Percutaneous dilatational tracheostomy has been shown to have several advantages compared to surgical tracheostomy, including a smaller skin incision, less tissue damage, reduced bleeding, a lower risk of stoma infection, a quicker opening, bedside applicability, a lower cost due to the absence of the need for personnel, equipment, and an operating room, and the potential for being performed by non-surgical medical professionals [8]. The choice of technique can vary depending on patient-related factors or the clinician’s preference and experience. While surgical tracheostomy is mostly preferred in France [8], in Germany, 86% of tracheostomies are performed at the bedside by anesthetists using the percutaneous method [25]. In addition, the frequency of bronchoscopy use to prevent iatrogenic events in the percutaneous technique varies significantly depending on experience and hospital resources. Despite its disadvantages, such as potentially disrupting ventilation and causing CO2 retention, increasing costs, and prolonging the procedure, bronchoscopy is recommended to prevent injuries to the posterior tracheal wall [8]. In our study, the percutaneous tracheostomy method was more frequently performed without broncoscopy for a total of 59 patients (67.8%).

The higher rate of complications in the surgical method is thought to be due to the redirection of complex patients and those anticipated to be challenging cases toward the surgical approach [9]. Although this situation implies that the results of retrospective studies may not be conclusive, there are randomized controlled prospective studies supporting the results of our study [10]. In the current study, complications were more frequently observed in both late and surgically opened tracheostomies, although they were not statistically significant. When compared to the literature, our observed complication rate, which appears to be higher, may related to the referral of complex patients to our hospital.

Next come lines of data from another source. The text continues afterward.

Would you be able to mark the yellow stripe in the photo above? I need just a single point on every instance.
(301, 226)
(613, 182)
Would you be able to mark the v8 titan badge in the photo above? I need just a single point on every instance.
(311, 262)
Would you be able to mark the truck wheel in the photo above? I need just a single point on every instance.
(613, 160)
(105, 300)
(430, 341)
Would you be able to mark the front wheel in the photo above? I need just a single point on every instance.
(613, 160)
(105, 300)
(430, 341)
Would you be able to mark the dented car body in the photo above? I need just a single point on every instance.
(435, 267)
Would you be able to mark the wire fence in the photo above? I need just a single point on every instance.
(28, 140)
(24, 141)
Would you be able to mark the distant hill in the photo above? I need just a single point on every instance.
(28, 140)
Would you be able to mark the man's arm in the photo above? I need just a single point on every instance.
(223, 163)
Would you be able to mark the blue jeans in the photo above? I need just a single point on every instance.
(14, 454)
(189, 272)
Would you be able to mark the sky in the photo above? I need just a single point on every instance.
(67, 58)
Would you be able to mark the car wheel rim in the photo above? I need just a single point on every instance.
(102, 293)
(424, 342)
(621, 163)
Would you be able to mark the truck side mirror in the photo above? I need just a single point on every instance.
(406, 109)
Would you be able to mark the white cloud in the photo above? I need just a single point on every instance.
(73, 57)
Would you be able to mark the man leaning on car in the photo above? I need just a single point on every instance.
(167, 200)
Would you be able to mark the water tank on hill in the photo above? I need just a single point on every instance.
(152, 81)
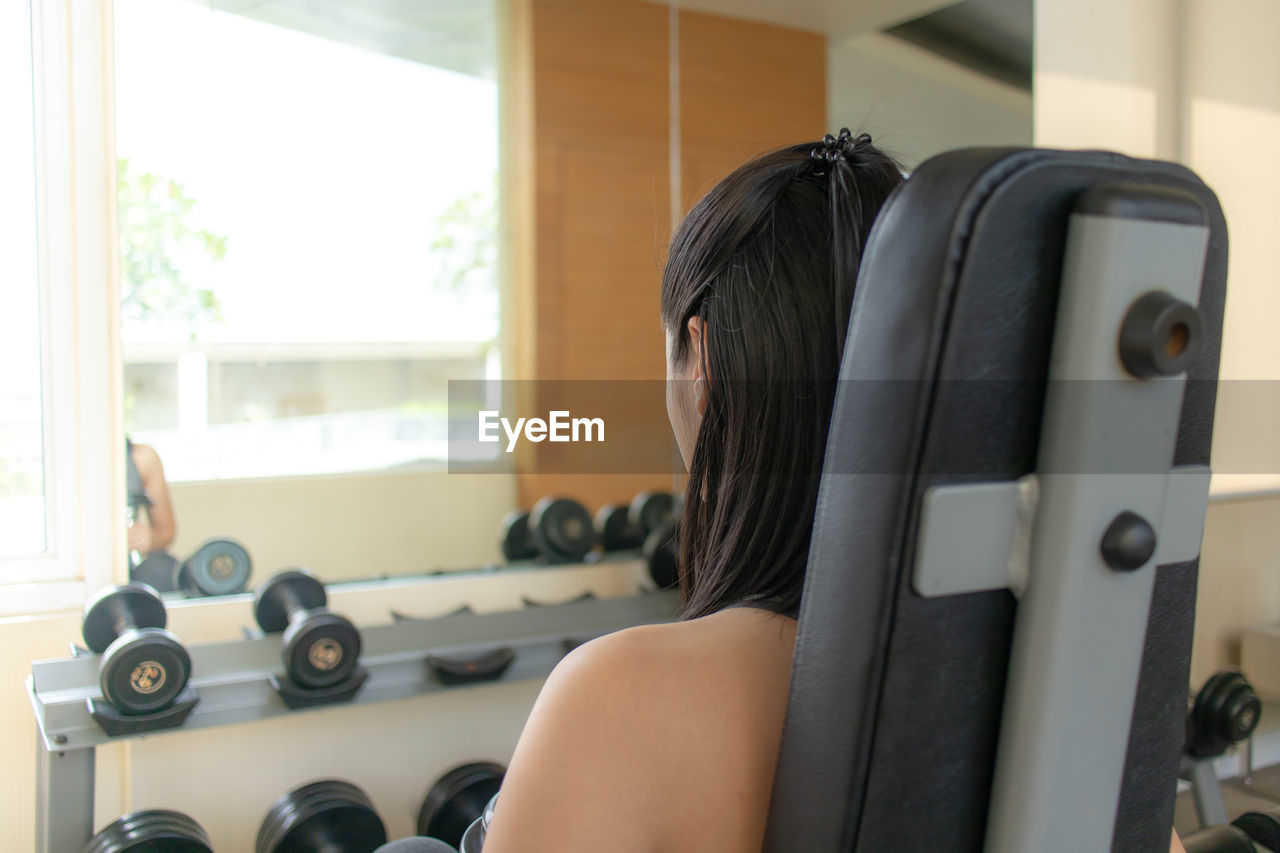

With regular respiratory rehabilitation, patients can be successfully decannulated after days without the need for mechanical ventilation, leading to a potential reduction in the length of the hospital stay. In the current study, at the time of discharge, five patients were decannulated, while thirteen patients were cannulated but free from the ventilator. When evaluated in terms of weaning success, we did not find superiority in the tracheostomies performed early. Since there is no consensus on which day tracheostomy should be performed for superior prognosis, the clinician’s decision should be based on individual patient factors, the risk–benefit ratio, the expected prognosis, and the expectations of the patient and their family.

Our current study has several limitations that need to be acknowledged. First, the underlying reasons for the tracheostomy timing could not be clearly determined. However, the aim of the study was to collect detailed data on intensive care patients who underwent tracheostomy after failed extubation. In order to obtain more information, there is a need for prospectively randomized studies designed in similar patient groups. Second, the variability in tracheostomy timing among physicians could not be excluded as a contributing factor. Third, the majority of patients were discharged without being decannulated. The relatively high 90-day mortality may be attributed to this. This suggests that care was provided to patients with relatively low survival rates. At this point, the results of our study may be debatable, but a prospective study design incorporating appropriate follow-up observations would be useful.

5. Conclusions

As a conclusion, early tracheostomy does not have a positive effect on mortality, sedation duration, or decannulation. However, the intensive care unit stay was significantly longer with late tracheostomies. Although complications are less common with percutaneous tracheostomy, it may not be superior to surgical procedures. Performing percutaneous tracheostomy without bronchoscopy guidance may decrease the frequency of complications.

The decision for tracheostomy varies depending on the patient’s clinical condition, life expectancy, and the clinician’s judgment. Further prospective studies are needed that focus on early tracheostomy in specified patients who cannot be weaned successfully.